Escândalo da carne e corrupção endêmica
 
            Querem maquiar a carne imprópria para o consumo humano ou esconder a parte podre da corrupção endêmica que ameaça a democracia brasileira? O pior cenário é aquele em que essas duas alternativas estejam acontecendo. A operação deflagrada nos últimos dias, pela Polícia Federal e Ministério Público, envolvendo prisões e interdição de frigoríficos, pode sim conter exageros. Se esse for o caso, seus autores devem ser responsabilizados nos tribunais. Mas, é bom lembrar de que não se faz política com o fígado e que também não devemos consumir vísceras contaminadas com hormônio. As autoridades mais gradas deveriam, no mínimo, pedir desculpas aos milhões de cidadãos que os elegeram e sustentam seus salários e cargos vitalícios.

            Pelo contrário, está anunciado que haverá suculento almoço em churrascaria de luxo, com a participação políticos e diplomatas. Certamente, não será servida carne com papelão e nem linguiça fabricada com carne de cabeça. Um empresário quer tirar o papelão de dentro dos embutidos fabricados com carne adulterada, dizendo que a conversa gravada fazia referência “apenas” à embalagem e não ao conteúdo. É bom ficar atento com essa questão, porque o consumidor poderá ser enrolado nessa história de embalagem. É uma questão gravíssima, caso tenha ou não ocorrido exagero. O setor produtivo poderá sofrer impactos a médio prazo, caso tenha ou não substância cancerígena na carne.

            É difícil acreditar no discurso que tenta minimizar a gravidade do problema, pois as marcas mais famosas são mencionadas. A estratégia de algumas delas é contratar atores peludos ou atrizes charmosas para dizer que seus produtos são puríssimos. Até mesmo no espaço existente nos noticiários televisivos, direito de resposta garantido por lei, o discurso das empresas se reduz a falar da suposta qualidade de seus produtos, ao invés de responderem às denúncias, aproveitam para fazer propaganda.

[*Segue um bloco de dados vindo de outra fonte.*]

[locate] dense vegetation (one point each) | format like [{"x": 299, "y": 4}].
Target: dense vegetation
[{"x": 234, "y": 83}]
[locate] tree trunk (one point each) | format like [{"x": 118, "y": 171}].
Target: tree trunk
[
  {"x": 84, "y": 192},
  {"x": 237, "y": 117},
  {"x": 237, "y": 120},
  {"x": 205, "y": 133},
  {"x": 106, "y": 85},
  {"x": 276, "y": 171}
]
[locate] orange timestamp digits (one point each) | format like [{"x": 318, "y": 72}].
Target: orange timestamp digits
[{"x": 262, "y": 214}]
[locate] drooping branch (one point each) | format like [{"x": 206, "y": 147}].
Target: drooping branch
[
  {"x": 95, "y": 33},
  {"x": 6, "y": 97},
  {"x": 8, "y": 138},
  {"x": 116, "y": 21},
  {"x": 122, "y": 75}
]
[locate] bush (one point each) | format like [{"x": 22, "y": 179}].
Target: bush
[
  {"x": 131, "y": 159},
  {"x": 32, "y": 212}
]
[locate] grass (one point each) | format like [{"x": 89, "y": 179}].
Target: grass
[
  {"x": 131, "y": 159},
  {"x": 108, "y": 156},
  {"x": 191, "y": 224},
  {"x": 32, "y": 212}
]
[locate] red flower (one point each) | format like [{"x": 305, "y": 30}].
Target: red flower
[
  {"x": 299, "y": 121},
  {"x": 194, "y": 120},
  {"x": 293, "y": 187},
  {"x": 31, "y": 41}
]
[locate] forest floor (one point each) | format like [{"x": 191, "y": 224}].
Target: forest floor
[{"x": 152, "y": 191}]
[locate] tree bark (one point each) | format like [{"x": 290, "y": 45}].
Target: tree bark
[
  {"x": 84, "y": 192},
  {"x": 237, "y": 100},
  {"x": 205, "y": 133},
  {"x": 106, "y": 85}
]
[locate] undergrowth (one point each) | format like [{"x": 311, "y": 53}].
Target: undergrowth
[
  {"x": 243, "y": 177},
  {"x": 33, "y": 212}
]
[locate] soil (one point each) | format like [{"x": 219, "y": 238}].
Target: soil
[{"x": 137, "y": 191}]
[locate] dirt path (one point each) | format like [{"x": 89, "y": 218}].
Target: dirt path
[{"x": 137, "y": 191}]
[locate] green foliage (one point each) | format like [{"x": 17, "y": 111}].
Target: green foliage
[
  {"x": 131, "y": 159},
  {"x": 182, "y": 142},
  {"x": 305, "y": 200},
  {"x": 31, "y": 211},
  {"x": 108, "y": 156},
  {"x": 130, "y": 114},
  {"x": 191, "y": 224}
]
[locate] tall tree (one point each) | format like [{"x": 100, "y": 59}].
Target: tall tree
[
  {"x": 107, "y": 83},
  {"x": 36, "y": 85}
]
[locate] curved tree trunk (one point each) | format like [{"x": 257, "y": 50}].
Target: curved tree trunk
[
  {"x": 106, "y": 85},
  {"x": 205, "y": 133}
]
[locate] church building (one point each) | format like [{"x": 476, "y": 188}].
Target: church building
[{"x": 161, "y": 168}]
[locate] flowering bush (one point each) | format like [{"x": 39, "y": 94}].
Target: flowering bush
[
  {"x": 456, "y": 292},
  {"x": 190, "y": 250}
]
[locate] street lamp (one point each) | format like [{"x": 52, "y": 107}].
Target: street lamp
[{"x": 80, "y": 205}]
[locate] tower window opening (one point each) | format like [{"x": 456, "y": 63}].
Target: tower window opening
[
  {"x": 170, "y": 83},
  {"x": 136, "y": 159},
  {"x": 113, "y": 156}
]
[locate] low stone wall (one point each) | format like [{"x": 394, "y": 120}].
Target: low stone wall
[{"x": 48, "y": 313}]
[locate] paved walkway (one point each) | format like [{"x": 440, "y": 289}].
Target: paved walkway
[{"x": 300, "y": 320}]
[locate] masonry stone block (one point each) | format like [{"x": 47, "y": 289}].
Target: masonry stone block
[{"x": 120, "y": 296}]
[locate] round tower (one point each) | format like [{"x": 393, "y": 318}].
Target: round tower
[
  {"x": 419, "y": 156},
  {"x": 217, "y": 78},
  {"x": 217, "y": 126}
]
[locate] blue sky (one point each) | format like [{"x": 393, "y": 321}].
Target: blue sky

            O escândalo está diretamente relacionado ao sistema endêmico de corrupção que assola parte expressiva dos grandes partidos que governaram o País, nas últimas duas décadas. Essa relação aparece quando se defende, por exemplo, anistia para o crime de caixa dois, perdão para quem recebeu propina junto com doação legalizada ou na tentativa de aprovar a chamada “lista fechada” de candidatos a deputados. Tirar o nome da cédula eleitoral, agora, é tentar oficializar a volta ao tempo do coronelismo.

            Querem usar, até mesmo, estatística para esconder a gravidade do problema, anunciando que são apenas 21 unidades frigoríficas envolvidas e que somente seis delas exportaram nos últimos dois meses. São apenas 33 fiscais investigados, no honrado universo de funcionários do Ministério da Agricultura. Novamente, equivocam ao usar números para tentar minimizar a gravidade do problema. De novo, tentam enrolar a Nação no papelão indigesto que nada tem a ver com o honrado setor produtivo, evolvendo o agronegócio que está ajudando a superação da grande crise do momento.

            É uma estratégia falaciosa porque escondem quantas mil toneladas de carne imprópria foram exportadas ou consumidas no mercado interno. O governo acaba de anunciar a criação de uma força-tarefa para correr atrás do prejuízo. Mas, as tarefas de estado são realizadas na eficiência do cotidiano e não basta fazer mutirões para enganar as aparências e fugir das causas fundamentais, encrustadas nas raízes da rede de corrupção endêmica que ameaça a democracia brasileira.